Auburn Hills, Michigan-based BorgWarner Inc. is a product leader in highly engineered components and systems for vehicle powertrain applications worldwide. The FORTUNE 500 company operates manufacturing and technical facilities in 63 locations in 18 countries. Customers include Ford, VW/Audi, DaimlerChrysler, General Motors, Toyota, Renault/Nissan, Hyundai/Kia, Honda, BMW, Caterpillar, Navistar International, and Peugeot. The Internet address for BorgWarner is: www.borgwarner.com.

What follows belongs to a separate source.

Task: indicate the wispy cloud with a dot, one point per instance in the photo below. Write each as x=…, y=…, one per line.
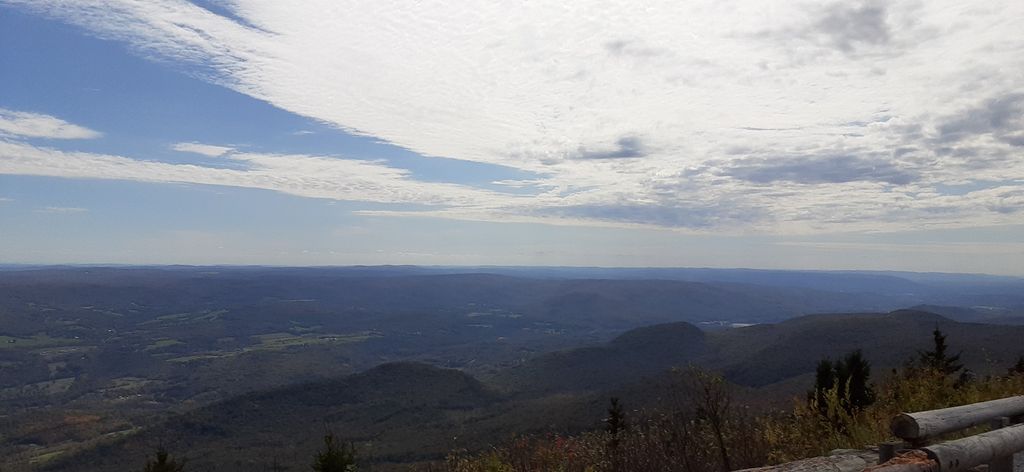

Statements contained in this news release may contain forward-looking statements as contemplated by the 1995 Private Securities Litigation Reform Act that are based on management's current expectations, estimates and projections. Words such as "expects," "anticipates," "intends," "plans," "believes," "estimates," variations of such words and similar expressions are intended to identify such forward-looking statements. Forward-looking statements are subject to risks and uncertainties, many of which are difficult to predict and generally beyond the control of the Company, that could cause actual results to differ materially from those expressed, projected or implied in or by the forward-looking statements. Such risks and uncertainties include: fluctuations in domestic or foreign automotive production, the continued use of outside suppliers by original equipment manufacturers, fluctuations in demand for vehicles containing the Company's products, general economic conditions, as well as other risks detailed in the Company's filings with the Securities and Exchange Commission, including the Risk Factors identified in the Form 10-K for the fiscal year ended December 31, 2005. The Company does not undertake any obligation to update any forward-looking statement.